Under the MIPS, payment rates will be determined, in part, on the clinician’s score across four performance categories:  quality, resource use, clinical practice improvement activity, and advancing care information (the MACRA equivalent of meaningful use of electronic health records).  The MIPS requires clinicians to submit data for scoring on the quality, clinical practice improvement activity, and advancing care information categories.  The proposed regulation details the requirements for data collection and reporting but gives providers some choice in the metrics they report.

Intended as a budget-neutral plan, the MIPS will reward high-performing clinicians with positive payment adjustments that will be offset by negative payment adjustments to lower-performing clinicians.  Comprehensive data on a provider’s patients, including data from other treating clinicians, may significantly impact a provider’s MIPS score.  Thus, it will be critical for clinicians to understand the reporting system, identify optimal metrics for their particular practices, and adopt appropriate data collection practices to maximize their MIPS scores and avoid negative payment adjustments. 

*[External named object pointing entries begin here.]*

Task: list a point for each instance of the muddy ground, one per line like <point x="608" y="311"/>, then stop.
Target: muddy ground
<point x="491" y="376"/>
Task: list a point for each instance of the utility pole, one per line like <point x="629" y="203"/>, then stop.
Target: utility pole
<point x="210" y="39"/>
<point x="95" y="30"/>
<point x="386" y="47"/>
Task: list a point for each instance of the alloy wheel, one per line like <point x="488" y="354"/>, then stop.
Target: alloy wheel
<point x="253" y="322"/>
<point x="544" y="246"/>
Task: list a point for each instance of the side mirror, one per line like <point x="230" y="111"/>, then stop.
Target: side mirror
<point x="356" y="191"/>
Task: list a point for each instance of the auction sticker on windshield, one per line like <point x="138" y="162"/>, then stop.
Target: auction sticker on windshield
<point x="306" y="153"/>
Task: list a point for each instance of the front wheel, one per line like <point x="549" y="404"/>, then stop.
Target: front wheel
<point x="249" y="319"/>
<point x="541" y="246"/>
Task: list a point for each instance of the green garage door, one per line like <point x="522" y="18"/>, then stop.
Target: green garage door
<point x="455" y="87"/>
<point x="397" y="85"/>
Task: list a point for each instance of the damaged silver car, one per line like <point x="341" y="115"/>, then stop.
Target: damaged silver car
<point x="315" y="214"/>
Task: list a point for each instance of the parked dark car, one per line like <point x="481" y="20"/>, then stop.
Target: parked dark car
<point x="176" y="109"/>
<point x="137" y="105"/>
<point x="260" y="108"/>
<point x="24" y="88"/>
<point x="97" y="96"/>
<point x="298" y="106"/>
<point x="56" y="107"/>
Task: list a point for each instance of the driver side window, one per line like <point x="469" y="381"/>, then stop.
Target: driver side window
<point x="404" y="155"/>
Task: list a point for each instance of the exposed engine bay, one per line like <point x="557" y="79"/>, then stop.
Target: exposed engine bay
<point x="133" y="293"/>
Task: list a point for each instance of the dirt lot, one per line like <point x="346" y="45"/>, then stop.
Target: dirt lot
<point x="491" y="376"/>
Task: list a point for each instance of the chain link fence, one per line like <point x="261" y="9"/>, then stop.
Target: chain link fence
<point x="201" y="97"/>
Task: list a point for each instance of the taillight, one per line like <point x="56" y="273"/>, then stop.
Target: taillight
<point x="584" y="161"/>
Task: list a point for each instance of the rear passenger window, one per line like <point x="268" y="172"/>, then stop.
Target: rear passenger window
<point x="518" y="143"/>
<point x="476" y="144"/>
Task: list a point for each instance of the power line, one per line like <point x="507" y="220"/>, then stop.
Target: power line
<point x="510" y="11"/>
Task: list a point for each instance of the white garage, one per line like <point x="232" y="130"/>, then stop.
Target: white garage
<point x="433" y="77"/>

While a 2019 start date for initial payment adjustment under the MIPS may seem to give physicians plenty of time to prepare for the change, these 2019 payments will be based on clinician performance in 2017.  Accordingly, the proposed rule calls for providers to report their 2017 data by early 2018.  Despite this short timeline, a recent survey indicates that half of physicians have never even heard of MACRA.  After many commentators expressed concern regarding the January 1, 2017 start date for the first performance year, CMS has now indicated that the final rule will offer clinicians four options to “pick their pace of participation” in the first performance year.  These options are:

  1. Testing the Quality Payment Program:  Clinicians may “test” their readiness for the MIPS by submitting some data for 2017 without risking a negative payment adjustment.  This test will help providers ensure they are capturing and reporting data appropriately and are prepared to participate fully in 2018 and 2019.  This option is likely to attract providers who have not yet significantly prepared for the MIPS.

  2. Participating for Part of 2017:  A provider may choose to submit data for a reduced number of days and still qualify for a small positive payment adjustment.  Presumably, providers opting for this route would also risk a negative payment adjustment.  Therefore, this option would likely be most attractive to clinicians who have made significant headway in implementing a system for participating in the MIPS but need more time to vet their systems than the January 1, 2017 start date allows.

  3. Full Participation in 2017:  Providers can participate fully in the MIPS scoring system in 2017.  This option may appeal to those clinicians who have already invested significant resources in developing a system and who have vetted their metrics and data collection practices as it would enable the provider to qualify for the maximum positive payment adjustment.

  4. Participating in an Advanced Alternative Payment Model in 2017:  Instead of participating in the MIPS payment program, providers may choose to participate in an Advanced Alternative Payment Model such as Medicare Shared Savings Track 2 or 3 in 2017 and possibly qualify for a 5 percent incentive payment in 2019.

Details regarding these options should be set forth in the final rule expected by November 1. 

The options described by Mr. Slavitt may provide some clinicians with breathing room (especially the testing and partial participation options), but clinicians should not delay implementation of the processes they will need to maximize their reimbursement under the MIPS or APM.  Individual providers and smaller groups may find that pooling their resources can help preserve or even increase their reimbursement under MACRA.  Clinicians seeking to insulate themselves from the costs of implementing effective data collection practices and the risk of negative payment adjustments may consider joining clinically integrated networks or larger systems.  Clinicians should explore their options sooner rather than later.